THE HEALING OF AMERICA

Marianne Williamson

Simon & Schuster

366 pp., $24

It's fashionable today to write and talk about Americans' growing detachment from political life - something we all readily recognize and perhaps even share in.

It's more than a splash of cool water in the face, then, to come across this lucid appraisal of why such detachment is so unnatural and unacceptable for this society.

Marianne Williamson's latest book "The Healing of America" grabs one by the lapels and, particularly for anyone who shares her conviction of the spiritual nature of life, sets one thinking and moving in fresh ways. It is a prescription for tackling the country's political and social problems through spiritual regeneration. It offers a means to reinvigorate and transform political activism based on confidence in the power of prayer.

Williamson, the bestselling author of "A Return to Love," lectures widely on what she sees as the ongoing shift from materialism into an age of "scientific and spiritual consciousness." Her talks and writings reflect Judeo-Christian principles, but draw also on concepts of Eastern teachings based on her sense that God is speaking to all of us.

She has a vivid sense of America's purpose and founding principles, not as the savior of the world, but as having a responsibility to keep alive and active for everyone fundamental ideals that reflect a higher law. She presents a bold assessment of where we are falling short and of why we are reluctant to do much about it.

Williamson deals in specifics. She discusses at length unhealed issues that need to be faced (drugs and overmedication, money as an end, racial hatred, passivity toward injustice). In going back to founding principles, she refreshes our sense of the qualities that should characterize the political process instead of the current politics of negativity and discord. And she suggests definite steps to take to demonstrate prayer as an effective power in community life. There are even examples of prayers that can be offered in small groups gathered for political discussion and action.

It is clear that the writer herself comes from a liberal political background, and not all readers may agree with her depiction of some of the problems. But she values the contributions of both conservatives and liberals and points beyond labels for answers.

As moving as the review of founding principles is the consideration of how leaders such as Lincoln, Gandhi, and Martin Luther King Jr. have applied the principles of individual regeneration of consciousness to social and political action.

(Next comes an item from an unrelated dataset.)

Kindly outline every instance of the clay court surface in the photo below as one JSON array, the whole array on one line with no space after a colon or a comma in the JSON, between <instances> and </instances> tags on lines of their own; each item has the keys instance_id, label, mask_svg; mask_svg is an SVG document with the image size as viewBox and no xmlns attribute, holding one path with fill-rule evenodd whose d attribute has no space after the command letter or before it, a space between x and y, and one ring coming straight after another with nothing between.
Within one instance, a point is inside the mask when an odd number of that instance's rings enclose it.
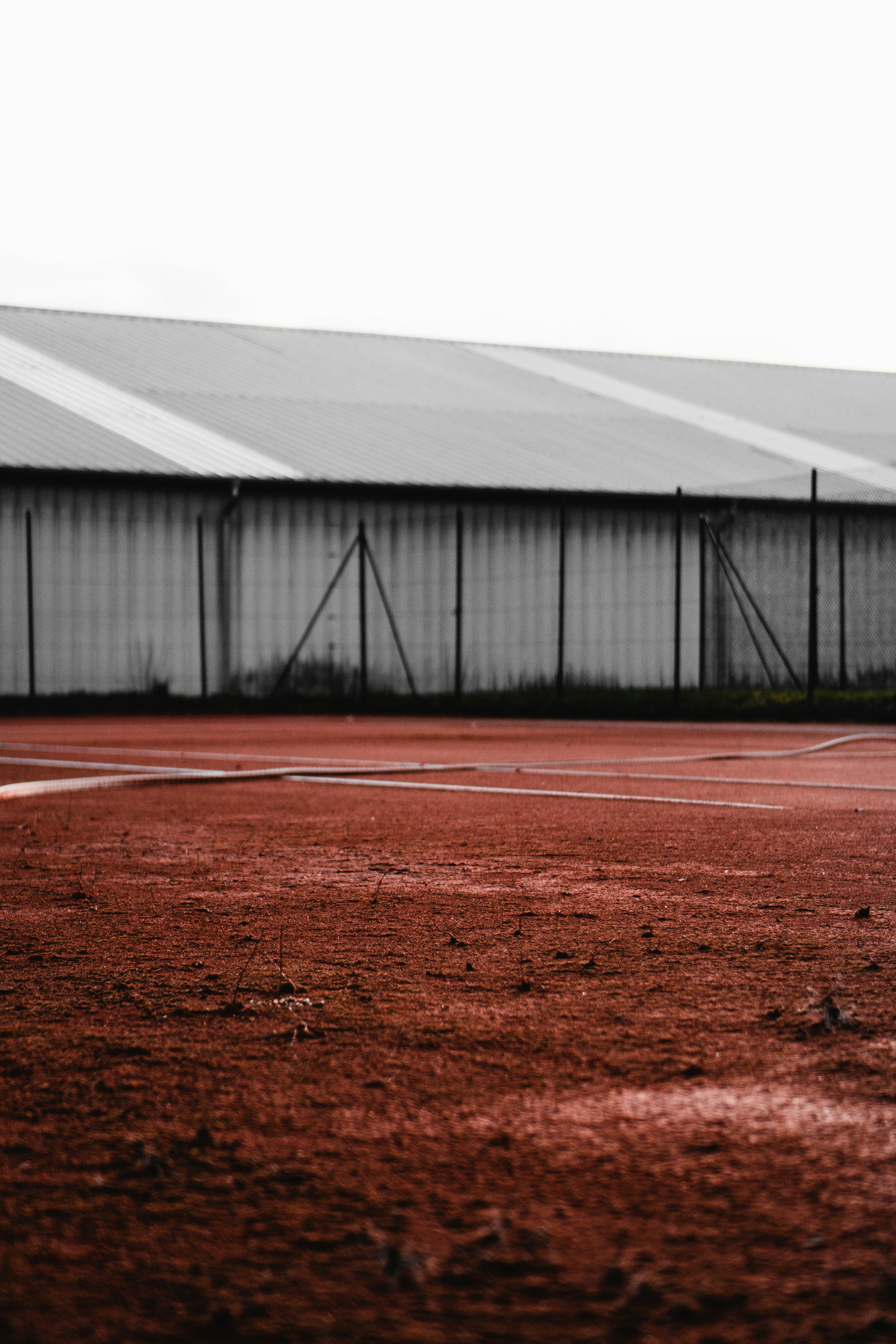
<instances>
[{"instance_id":1,"label":"clay court surface","mask_svg":"<svg viewBox=\"0 0 896 1344\"><path fill-rule=\"evenodd\" d=\"M854 731L0 724L0 784L638 796L0 794L0 1339L891 1337L896 739L661 759Z\"/></svg>"}]
</instances>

Dr. King once said of Gandhi, "He was probably the first person in history to lift the love ethic of Jesus above mere interaction between individuals to a powerful effective social force on a large scale." The expectation is not that we all become leaders of movements, but that we recognize that what transforms our individual lives can also transform our community, if correctly applied.

In urging this approach, Williamson is careful to distinguish between injecting religious views into politics and the spiritualization of thinking and action. One of the first principles she describes is the separation of church and state. She says: "Separating the state from undue influence of religious institutions should not be an impediment to the search for higher truth in the political arena. Spiritual understanding is a human need, not just a religious issue."